| Region of production: | Traisental |
| Winery Location: | Reichersdorf |
| Year Established: | 1648 |
Vineyard Holdings
40 ha
- Obere Steigen: soil is limestone and sandy loam top soil, planted to 25-80 year-old Grüner Veltliner vines
- Alte Setzen: soil is limestone with loess top soil; Huber’s oldest vines, planted to Grüner Veltliner
- Engelreich: conglomerate soil with high chalk content; planted to Riesling
- Berg: mineral conglomerate soil; higher altitude vineyard producing lower yields; planted to Grüner Veltliner and Riesling
Top Wines Produced
- Grüner Veltliner Traisental DAC
- Grüner Veltliner Traisental Obere Steigen
- Grüner Veltliner Alte Setzen Erste Lage
- Grüner Veltliner Berg Erste Lage
- Riesling Traisental DAC
- Riesling Traisental DAC Engelreich
- Riesling Berg Erste Lage
Average Total Production
- 660,000 bottles
Summary
Markus Huber is the 10th generation of the Huber winemaking family, and has been instrumental in expanding the estate from the 4 ha that supplied the family restaurant to the commercial winery it is today. Markus took over from his father in 2000 and makes the wine with his brother Michael. The winery produces primarily Grüner Veltliner and Riesling, with a small amount of Zweigelt, Sauvignon Blanc, and Gelber Muskateller (less than 10% collectively).

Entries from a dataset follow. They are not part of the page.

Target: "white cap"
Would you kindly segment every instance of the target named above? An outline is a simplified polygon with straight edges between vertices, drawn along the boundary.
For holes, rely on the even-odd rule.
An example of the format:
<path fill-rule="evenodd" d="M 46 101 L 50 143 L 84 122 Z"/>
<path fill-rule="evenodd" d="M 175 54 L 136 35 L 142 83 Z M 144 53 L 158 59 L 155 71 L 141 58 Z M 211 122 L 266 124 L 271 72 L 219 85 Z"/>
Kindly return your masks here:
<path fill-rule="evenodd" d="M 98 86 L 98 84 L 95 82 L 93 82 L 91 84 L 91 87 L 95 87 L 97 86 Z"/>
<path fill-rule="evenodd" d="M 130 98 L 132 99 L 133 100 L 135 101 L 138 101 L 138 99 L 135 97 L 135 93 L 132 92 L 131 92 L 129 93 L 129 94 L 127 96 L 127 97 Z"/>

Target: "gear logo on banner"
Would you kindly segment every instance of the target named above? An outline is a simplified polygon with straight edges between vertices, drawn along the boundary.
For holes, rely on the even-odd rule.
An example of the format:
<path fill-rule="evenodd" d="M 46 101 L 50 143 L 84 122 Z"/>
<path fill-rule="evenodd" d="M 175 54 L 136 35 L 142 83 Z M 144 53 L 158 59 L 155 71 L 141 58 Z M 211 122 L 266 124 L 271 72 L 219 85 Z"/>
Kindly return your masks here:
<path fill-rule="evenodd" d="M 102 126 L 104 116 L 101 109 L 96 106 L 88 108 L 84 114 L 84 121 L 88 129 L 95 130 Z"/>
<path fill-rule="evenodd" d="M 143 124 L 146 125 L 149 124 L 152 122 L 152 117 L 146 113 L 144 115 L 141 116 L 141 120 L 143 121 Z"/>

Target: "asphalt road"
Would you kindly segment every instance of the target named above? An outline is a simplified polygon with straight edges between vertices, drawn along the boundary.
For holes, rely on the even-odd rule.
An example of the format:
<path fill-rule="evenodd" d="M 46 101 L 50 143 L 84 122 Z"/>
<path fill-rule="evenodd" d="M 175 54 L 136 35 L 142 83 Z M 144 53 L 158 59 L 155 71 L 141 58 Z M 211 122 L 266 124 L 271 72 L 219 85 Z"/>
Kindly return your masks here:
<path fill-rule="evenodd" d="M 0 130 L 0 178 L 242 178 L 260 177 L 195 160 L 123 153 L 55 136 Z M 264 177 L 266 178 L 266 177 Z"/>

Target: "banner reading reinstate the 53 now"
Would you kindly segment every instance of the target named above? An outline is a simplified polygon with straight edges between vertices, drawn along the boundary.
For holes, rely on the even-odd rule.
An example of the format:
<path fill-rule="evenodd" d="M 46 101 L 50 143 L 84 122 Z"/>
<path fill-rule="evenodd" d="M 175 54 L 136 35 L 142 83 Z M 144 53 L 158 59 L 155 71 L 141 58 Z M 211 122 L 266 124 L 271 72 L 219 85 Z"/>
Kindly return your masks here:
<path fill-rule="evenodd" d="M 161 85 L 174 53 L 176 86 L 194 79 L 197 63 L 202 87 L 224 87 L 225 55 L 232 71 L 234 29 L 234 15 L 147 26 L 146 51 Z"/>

Style & Vinification Techniques
The wines are fermented in stainless steel with 2-18 hours of skin contact, depending on the variety and vintage, with single vineyard wines typically seeing the longest (from 12-18 hours). Post-fermentation, wines are kept on their fine lees in stainless steel or traditional wood casks—stainless steel for entry level Grüner Veltliner and Riesling and casks for the winery’s Erste Lage wines. Selective bâtonnage is employed for higher-end wines, including Riesling, for an average of 5 months.